I conclude by putting one other suggestion to this Parliament. I believe that, along with the proposal for fixed term parliaments, there should be a proposal for a four-year term. Once more, if the Attorney-General had the courage of his convictions, as expressed outside the Parliament in many other fora, he would propose an alteration to the Constitution providing for a four-year fixed term. I go further than that and put the proposition that a four-year fixed term should be applied to both Houses of Parliament, both the House of Representatives and the Senate.


Senator Gareth Evans —That is a sensible proposition.
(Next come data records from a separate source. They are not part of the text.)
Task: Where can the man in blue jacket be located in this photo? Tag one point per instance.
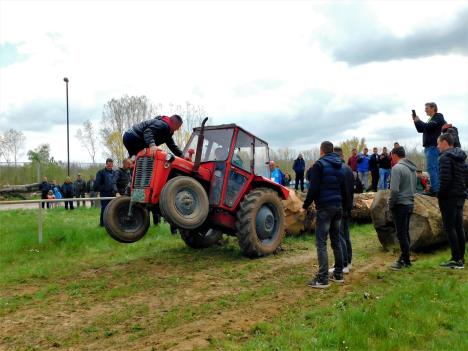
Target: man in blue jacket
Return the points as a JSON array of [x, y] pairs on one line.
[[363, 168], [299, 169], [431, 130], [105, 185], [327, 189], [152, 133]]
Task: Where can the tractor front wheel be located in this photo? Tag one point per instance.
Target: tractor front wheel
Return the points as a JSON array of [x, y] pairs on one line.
[[184, 202], [201, 238], [121, 226], [260, 223]]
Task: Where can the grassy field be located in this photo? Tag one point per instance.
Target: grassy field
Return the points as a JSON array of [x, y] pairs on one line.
[[82, 290]]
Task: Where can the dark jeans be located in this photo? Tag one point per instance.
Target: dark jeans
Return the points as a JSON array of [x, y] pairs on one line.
[[375, 179], [104, 204], [328, 221], [452, 219], [401, 217], [432, 165], [345, 240], [78, 202], [43, 204], [133, 144], [299, 178]]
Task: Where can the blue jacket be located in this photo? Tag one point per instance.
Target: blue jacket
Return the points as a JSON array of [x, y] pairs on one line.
[[68, 190], [327, 186], [299, 165], [105, 182], [363, 163], [277, 176]]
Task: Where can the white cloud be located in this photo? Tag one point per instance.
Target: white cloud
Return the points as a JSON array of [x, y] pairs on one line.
[[245, 62]]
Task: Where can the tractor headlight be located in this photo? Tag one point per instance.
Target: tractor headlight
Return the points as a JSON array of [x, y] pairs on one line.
[[170, 157]]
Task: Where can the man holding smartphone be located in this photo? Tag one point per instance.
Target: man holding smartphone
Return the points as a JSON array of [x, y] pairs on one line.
[[431, 130]]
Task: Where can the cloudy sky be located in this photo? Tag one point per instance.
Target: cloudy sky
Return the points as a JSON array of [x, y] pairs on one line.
[[294, 73]]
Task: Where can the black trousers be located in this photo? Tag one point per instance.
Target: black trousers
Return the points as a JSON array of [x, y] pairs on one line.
[[299, 178], [401, 217], [104, 204], [375, 179], [133, 144], [452, 220]]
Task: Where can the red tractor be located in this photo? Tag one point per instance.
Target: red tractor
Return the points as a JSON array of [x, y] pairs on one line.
[[226, 188]]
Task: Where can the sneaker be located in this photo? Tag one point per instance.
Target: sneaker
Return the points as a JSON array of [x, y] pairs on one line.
[[336, 278], [345, 269], [317, 284], [453, 264], [400, 265]]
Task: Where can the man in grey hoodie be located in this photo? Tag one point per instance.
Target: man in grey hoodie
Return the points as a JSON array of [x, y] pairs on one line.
[[401, 202]]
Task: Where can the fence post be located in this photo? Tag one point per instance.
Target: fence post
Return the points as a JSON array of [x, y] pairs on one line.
[[39, 223]]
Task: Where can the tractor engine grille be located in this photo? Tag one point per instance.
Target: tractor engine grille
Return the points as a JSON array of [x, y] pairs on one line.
[[143, 173]]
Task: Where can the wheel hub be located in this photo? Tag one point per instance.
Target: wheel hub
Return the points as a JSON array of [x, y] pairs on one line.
[[186, 202]]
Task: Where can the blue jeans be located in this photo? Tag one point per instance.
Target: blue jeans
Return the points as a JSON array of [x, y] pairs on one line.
[[432, 165], [328, 221], [401, 217], [346, 247], [384, 174]]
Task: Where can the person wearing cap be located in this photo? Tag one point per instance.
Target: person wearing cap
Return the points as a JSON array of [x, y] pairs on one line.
[[80, 189], [152, 133], [105, 185], [299, 169], [276, 175]]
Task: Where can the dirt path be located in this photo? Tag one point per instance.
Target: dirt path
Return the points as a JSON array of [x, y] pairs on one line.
[[165, 306]]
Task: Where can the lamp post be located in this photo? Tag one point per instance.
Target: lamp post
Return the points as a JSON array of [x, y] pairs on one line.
[[68, 131]]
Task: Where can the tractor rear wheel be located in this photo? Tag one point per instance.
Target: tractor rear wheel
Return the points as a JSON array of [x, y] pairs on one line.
[[201, 238], [260, 222], [184, 202], [120, 226]]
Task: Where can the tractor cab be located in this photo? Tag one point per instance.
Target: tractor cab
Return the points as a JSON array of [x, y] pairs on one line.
[[234, 157]]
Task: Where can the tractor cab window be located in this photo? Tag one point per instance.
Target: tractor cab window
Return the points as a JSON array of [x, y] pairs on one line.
[[242, 156], [262, 159], [216, 145]]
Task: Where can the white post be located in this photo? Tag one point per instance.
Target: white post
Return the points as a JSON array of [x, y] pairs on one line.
[[39, 222]]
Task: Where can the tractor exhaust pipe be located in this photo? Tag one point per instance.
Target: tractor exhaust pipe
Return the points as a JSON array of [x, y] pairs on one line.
[[201, 139]]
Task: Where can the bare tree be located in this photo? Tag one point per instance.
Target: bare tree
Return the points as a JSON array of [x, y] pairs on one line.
[[119, 115], [11, 143], [353, 143], [88, 138]]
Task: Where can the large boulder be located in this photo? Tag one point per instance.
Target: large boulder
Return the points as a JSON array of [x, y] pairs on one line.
[[361, 207], [298, 222], [425, 223]]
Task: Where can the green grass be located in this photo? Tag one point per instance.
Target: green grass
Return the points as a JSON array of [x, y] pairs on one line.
[[79, 268], [72, 241]]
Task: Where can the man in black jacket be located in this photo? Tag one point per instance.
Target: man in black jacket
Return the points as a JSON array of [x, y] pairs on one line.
[[327, 189], [374, 168], [123, 177], [105, 185], [152, 133], [44, 188], [451, 198], [431, 131], [347, 202]]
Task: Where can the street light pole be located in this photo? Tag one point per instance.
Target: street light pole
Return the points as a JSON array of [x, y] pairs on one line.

Senator JACK EVANS —I very strongly believe that. It is very interesting to hear the interjection of the Attorney-General in support of that proposal. The Attorney-General is about to transfer to the House of Representatives and therein lies the reason for his support for the whole proposition. He wants the House of Representatives to have even greater control of the Senate than currently exists. He wants to take the power of this Senate chamber away from the Senate because he no longer has an interest in the Senate. He is willing now to be manipulated by the Prime Minister to put this sort of half-baked proposition before the Senate and, in turn, before the people of Australia. I ask the Attorney-General again: If he agrees, as he has just implied, with the proposal for a fixed four-year term, why is he not putting it to the people of Australia as a constitutional proposal? Why is he putting up this single proposition which does exactly the opposite to what he really believes in, or what he says he really believes in outside the Parliament, and gives instead the power to call an election at the drop of a hat, at the whim of a Prime Minister?